Question

What is the correlation between pressure and elevation for an ideal gas?

Answer 1

Explanation:

Expression for vertical fluid pressure is as follows.

               $\frac{dP}{dh} = \rho \times g$ ........... (1)

where,     p = pressure

            $\rho$ = density

               g = acceleration due to gravity

               h = height

Since, g is negative then it means that an increase in height will lead to decrease in pressure.

Also, expression for density according to ideal gas law is as follows.

                 $\rho = \frac{mP}{kT}$ .......... (2)

where,         m = average mass or air molecule

                    P = pressure at a given point

                    k = Boltzmann constant

                    T = temperature in kelvin

Substituting values from equation (2) into equation (1) as follows.

              $\frac{dP}{dh} = \rho \times g$

              $\frac{dP}{dh} = \frac{mP}{kT} \times g$

               $\frac{dP}{P} = \frac{mg}{kT}dh$

Now, on applying integration on both the sides we get the following.

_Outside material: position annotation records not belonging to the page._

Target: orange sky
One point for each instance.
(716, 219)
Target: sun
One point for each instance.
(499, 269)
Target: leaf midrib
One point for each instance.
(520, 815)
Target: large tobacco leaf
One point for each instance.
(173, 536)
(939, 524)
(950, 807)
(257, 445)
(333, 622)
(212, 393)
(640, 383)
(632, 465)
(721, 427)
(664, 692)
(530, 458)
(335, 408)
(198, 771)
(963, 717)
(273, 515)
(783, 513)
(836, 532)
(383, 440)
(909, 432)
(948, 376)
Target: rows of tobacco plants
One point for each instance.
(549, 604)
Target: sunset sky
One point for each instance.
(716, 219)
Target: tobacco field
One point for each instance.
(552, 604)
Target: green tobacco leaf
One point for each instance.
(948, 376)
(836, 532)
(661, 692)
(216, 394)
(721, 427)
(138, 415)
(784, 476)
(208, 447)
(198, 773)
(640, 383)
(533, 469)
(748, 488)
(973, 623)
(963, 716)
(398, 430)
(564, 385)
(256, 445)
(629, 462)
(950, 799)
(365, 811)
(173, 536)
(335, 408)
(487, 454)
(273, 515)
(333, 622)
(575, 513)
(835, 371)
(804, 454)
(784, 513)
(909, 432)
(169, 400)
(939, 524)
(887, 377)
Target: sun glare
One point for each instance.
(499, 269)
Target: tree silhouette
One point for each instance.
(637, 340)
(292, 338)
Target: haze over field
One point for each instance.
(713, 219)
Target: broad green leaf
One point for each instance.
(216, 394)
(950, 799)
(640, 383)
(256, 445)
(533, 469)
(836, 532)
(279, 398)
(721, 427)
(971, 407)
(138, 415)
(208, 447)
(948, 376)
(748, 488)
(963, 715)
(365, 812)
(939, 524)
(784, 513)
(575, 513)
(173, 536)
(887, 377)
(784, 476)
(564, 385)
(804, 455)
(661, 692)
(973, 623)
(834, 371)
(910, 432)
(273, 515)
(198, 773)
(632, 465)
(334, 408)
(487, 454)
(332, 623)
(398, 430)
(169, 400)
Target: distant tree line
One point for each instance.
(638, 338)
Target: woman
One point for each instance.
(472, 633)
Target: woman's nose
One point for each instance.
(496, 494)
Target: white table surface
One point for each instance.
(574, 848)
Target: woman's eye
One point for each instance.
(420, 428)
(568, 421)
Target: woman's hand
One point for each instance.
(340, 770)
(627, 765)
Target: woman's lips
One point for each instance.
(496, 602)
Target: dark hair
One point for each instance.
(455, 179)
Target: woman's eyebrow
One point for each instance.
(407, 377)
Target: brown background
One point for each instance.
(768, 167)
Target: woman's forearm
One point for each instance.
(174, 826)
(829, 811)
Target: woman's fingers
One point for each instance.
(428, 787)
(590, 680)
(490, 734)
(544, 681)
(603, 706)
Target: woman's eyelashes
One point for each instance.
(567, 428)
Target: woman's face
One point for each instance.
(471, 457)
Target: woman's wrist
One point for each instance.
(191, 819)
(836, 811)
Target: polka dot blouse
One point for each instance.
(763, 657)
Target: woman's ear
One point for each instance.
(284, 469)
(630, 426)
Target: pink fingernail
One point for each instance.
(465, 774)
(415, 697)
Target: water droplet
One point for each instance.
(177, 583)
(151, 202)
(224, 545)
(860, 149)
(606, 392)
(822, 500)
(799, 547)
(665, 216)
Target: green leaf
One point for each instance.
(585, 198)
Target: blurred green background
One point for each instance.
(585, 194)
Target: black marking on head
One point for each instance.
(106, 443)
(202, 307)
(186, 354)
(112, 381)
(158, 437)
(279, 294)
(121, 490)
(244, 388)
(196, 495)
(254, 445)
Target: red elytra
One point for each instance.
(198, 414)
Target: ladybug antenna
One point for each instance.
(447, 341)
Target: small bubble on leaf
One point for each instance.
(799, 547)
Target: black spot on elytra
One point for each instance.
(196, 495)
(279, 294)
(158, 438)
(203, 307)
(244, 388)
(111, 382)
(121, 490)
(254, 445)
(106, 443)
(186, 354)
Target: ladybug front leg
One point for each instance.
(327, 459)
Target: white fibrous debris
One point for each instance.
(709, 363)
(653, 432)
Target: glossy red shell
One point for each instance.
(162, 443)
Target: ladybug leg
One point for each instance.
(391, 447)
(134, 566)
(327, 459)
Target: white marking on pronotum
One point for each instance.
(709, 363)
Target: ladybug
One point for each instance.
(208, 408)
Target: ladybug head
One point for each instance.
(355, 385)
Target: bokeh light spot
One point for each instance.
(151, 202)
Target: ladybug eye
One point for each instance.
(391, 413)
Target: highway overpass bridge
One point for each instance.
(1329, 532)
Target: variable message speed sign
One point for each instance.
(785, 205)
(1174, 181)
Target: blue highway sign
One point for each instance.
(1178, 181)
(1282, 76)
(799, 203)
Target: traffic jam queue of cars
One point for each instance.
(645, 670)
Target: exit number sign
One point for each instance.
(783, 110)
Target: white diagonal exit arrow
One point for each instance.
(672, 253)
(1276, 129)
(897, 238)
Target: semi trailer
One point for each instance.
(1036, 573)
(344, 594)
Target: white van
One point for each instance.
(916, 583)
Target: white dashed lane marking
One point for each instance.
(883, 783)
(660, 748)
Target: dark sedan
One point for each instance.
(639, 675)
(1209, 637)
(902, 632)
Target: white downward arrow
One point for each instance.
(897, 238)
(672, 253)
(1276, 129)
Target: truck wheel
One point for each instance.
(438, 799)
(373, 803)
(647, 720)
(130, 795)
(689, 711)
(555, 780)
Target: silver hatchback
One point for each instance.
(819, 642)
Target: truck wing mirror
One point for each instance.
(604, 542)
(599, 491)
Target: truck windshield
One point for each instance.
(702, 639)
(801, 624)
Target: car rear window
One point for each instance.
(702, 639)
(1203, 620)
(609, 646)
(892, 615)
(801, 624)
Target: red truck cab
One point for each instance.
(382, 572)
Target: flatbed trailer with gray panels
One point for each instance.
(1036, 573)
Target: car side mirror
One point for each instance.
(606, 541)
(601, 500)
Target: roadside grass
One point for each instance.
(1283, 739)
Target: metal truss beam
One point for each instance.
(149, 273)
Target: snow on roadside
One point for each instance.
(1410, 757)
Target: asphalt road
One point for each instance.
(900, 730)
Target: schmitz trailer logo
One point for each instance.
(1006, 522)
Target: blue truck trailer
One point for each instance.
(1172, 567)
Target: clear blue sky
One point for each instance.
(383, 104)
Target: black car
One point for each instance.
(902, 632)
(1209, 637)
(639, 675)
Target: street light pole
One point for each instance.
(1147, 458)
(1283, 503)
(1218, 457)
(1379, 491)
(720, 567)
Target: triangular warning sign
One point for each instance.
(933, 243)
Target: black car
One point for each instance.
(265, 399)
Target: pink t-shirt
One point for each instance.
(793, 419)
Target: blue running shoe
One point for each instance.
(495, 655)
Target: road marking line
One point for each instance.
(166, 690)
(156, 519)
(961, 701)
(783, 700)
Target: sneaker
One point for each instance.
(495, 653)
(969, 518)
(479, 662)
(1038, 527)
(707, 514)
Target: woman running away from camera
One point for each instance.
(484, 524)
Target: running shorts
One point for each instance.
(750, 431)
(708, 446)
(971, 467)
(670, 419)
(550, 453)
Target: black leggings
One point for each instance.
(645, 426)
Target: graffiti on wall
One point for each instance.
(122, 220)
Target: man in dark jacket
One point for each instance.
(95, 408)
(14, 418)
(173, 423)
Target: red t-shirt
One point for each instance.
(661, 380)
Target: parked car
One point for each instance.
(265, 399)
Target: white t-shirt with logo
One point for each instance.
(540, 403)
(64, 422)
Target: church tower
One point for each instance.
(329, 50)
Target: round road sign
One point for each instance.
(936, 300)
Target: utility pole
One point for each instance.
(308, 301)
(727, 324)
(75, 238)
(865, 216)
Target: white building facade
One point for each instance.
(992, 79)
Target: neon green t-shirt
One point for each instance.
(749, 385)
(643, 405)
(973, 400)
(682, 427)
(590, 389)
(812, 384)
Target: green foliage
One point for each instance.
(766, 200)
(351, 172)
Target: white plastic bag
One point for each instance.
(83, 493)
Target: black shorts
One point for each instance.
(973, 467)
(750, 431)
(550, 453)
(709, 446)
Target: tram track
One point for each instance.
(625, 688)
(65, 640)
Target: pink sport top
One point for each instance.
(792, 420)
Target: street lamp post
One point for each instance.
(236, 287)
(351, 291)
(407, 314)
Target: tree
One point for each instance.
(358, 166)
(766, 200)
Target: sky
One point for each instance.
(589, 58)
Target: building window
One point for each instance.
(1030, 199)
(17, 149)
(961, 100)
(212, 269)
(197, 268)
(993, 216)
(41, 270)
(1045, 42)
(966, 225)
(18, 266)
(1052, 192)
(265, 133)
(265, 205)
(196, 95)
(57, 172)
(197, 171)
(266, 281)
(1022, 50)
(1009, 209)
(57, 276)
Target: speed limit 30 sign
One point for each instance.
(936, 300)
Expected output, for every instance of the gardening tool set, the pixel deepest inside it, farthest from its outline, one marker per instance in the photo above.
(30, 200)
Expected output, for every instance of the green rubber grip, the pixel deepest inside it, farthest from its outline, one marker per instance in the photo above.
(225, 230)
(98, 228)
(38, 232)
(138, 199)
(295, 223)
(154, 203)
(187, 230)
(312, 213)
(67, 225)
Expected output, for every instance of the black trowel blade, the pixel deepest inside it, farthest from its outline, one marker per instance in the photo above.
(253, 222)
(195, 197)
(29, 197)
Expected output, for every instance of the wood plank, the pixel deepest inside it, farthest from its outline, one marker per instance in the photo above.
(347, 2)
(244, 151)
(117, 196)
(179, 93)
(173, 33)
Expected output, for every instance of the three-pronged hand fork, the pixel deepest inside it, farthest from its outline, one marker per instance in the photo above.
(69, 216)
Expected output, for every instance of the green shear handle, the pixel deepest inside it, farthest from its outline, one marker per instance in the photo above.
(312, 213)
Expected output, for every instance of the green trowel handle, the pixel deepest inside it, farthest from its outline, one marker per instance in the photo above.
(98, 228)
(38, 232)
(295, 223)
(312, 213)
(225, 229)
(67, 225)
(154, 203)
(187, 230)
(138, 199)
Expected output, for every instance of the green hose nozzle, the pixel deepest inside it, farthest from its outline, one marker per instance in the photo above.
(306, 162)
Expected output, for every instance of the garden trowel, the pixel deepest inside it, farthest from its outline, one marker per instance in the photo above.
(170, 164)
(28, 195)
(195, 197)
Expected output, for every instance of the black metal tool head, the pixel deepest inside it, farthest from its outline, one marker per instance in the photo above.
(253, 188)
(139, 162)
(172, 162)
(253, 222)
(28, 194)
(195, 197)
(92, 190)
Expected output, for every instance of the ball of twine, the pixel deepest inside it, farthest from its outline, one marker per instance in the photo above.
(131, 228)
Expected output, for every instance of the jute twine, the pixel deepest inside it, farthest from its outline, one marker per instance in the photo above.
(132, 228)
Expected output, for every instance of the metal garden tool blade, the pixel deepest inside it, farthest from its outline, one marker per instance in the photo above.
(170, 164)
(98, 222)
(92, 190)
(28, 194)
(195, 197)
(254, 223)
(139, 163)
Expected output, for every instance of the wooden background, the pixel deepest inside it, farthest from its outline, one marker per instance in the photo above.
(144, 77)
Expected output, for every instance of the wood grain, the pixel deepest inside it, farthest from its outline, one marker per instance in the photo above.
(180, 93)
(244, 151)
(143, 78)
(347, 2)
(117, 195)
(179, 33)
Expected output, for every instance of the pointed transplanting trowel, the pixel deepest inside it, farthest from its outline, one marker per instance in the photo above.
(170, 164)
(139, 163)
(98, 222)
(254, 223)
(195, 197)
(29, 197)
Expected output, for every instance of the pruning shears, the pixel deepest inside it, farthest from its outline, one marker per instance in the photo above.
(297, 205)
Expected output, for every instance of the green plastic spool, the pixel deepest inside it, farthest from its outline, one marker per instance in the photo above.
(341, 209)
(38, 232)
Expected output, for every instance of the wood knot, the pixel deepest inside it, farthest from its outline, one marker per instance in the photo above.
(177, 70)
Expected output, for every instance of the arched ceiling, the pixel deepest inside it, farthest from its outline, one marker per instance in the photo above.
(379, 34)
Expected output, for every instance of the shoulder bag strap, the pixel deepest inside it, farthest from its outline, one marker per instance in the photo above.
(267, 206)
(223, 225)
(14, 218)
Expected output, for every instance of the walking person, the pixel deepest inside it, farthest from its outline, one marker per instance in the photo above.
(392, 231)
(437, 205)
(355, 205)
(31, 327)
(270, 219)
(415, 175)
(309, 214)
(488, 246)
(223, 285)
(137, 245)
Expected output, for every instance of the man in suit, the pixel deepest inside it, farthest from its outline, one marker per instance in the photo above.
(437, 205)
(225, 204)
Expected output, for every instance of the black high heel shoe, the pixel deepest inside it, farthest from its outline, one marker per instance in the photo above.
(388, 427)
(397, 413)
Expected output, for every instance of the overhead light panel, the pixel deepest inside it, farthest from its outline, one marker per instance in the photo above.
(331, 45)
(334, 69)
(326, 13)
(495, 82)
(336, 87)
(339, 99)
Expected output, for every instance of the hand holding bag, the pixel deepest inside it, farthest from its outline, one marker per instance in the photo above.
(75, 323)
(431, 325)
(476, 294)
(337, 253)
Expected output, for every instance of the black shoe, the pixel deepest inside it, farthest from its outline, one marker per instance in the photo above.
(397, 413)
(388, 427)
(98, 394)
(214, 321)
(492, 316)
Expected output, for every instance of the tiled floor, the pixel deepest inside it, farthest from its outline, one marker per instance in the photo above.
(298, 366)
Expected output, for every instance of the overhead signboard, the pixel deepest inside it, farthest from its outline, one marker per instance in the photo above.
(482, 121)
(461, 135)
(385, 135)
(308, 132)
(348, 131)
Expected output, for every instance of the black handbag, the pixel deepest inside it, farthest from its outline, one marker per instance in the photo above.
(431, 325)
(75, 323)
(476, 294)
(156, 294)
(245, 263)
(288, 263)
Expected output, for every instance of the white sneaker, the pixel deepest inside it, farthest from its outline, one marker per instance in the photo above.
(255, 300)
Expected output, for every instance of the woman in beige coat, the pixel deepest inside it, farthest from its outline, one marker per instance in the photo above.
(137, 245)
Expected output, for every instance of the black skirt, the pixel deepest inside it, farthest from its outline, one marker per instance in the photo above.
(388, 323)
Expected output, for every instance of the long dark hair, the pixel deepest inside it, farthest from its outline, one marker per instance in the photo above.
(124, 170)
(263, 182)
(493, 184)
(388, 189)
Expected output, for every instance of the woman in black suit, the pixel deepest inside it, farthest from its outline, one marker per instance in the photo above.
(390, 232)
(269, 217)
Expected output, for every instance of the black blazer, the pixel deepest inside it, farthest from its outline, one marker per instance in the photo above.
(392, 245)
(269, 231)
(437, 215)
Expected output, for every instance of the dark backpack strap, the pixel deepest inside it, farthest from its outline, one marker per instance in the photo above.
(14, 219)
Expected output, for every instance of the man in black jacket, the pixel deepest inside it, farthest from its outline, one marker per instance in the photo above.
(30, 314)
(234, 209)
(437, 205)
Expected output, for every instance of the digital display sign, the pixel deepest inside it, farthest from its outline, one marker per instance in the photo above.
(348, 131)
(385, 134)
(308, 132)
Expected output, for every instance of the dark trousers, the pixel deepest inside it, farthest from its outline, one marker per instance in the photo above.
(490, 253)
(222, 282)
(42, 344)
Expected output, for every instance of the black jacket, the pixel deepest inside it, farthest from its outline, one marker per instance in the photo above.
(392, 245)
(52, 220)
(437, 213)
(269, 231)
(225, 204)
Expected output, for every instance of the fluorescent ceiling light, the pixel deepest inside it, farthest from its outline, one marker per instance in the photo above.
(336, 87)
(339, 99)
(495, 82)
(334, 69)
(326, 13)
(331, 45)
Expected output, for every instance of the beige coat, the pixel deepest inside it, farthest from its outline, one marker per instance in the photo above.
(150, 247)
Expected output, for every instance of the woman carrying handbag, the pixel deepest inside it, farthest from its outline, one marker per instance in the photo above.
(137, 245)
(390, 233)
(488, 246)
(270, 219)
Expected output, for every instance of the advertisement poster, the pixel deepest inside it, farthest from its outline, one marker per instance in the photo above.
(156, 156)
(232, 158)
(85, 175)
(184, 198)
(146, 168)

                    $ln\frac{P_{h}}{P^{o}} = \frac{-mgh}{kT}$

or,                          $P_{h} = P_{o}e^{\frac{-mgh}{kT}}$                    

where,           $P_{h}$ = pressure at height h

                      $P_{o}$ = pressure at reference point    

Thus, we can conclude that the correlation between pressure and elevation for an ideal gas is  $P_{h} = P_{o}e^{\frac{-mgh}{kT}}$.